At Yahoo in Omaha, employees work and play - in the same space. Kent Sievers/The World-Hearld

Today’s middle-aged office workers have watched the “bullpen” give way to “cubicle land” — and next, it seems, to the coffee shop — as a dominant ethos in commercial design.

But in businesses’ unending quest for the most productive workspace, the hot new trend can often resemble what once was deemed tried-and-true, three Midlands design professionals agreed.

Driven by the digital revolution and young adults’ preferences for comfortable, collaborative settings, they said, corporations such as Microsoft, General Electric and IBM are dismantling desks, cubicles and even formal conference rooms and private offices.

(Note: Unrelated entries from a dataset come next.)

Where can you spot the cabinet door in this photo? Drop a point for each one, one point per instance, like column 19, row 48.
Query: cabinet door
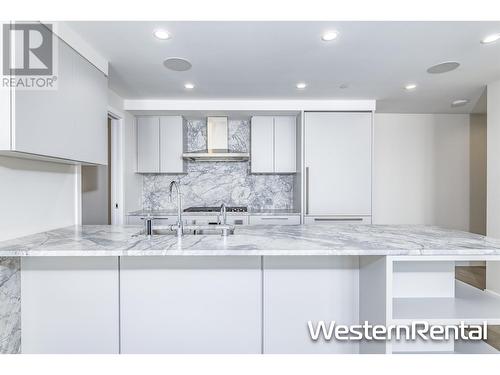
column 285, row 130
column 190, row 305
column 338, row 154
column 148, row 145
column 69, row 305
column 274, row 220
column 262, row 144
column 90, row 111
column 298, row 289
column 171, row 144
column 338, row 220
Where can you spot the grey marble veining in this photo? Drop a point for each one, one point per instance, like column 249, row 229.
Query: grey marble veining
column 10, row 306
column 213, row 183
column 318, row 239
column 173, row 212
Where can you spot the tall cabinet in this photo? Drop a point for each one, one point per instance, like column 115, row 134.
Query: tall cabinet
column 338, row 167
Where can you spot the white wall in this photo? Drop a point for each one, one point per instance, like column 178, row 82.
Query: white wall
column 421, row 170
column 132, row 182
column 95, row 203
column 493, row 180
column 36, row 196
column 478, row 173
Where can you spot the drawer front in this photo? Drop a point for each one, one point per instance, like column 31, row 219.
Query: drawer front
column 200, row 220
column 237, row 220
column 338, row 219
column 214, row 219
column 274, row 220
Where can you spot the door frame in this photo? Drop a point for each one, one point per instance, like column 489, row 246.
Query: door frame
column 116, row 155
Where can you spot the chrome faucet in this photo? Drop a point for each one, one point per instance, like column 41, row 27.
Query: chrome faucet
column 179, row 225
column 223, row 214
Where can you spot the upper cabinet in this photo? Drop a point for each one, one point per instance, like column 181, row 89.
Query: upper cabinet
column 273, row 144
column 160, row 144
column 68, row 122
column 338, row 161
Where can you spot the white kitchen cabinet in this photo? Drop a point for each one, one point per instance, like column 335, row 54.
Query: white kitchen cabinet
column 262, row 144
column 172, row 144
column 69, row 305
column 274, row 220
column 309, row 288
column 273, row 144
column 68, row 123
column 148, row 144
column 338, row 163
column 191, row 305
column 160, row 144
column 337, row 219
column 285, row 144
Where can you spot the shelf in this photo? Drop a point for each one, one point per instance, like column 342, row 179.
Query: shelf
column 470, row 305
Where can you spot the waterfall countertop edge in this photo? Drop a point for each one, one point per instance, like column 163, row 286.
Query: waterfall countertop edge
column 286, row 240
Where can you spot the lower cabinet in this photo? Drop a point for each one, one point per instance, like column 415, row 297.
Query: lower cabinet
column 309, row 288
column 190, row 304
column 186, row 304
column 274, row 220
column 338, row 220
column 69, row 305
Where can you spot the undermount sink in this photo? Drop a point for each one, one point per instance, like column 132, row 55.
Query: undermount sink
column 192, row 230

Their replacements: open-floor concepts, mobile desks and fully wired, lounge-like co-working spaces where employee teams can gather, plug in their laptops or other electronic devices, work together and then dissolve as members move on to their next projects.

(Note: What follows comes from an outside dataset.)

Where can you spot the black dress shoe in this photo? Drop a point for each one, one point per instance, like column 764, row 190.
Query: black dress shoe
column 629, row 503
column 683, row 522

“That’s moving away from assigning everyone the same type of space even when they’re not working on the same type of project,” said Gretchen Golter, design director and 31-year employee at All Makes in Omaha, formerly All Makes Office Equipment Co.

As employees’ portable walls tumble — except for temporary private areas for concentrated work — they’re also beginning to see more green plants and sunlight, according to Nanci Stephenson and Dana Vaux, who respectively lead interior-design programs with commercial-design emphasis at Metropolitan Community College in Omaha and the University of Nebraska at Kearney.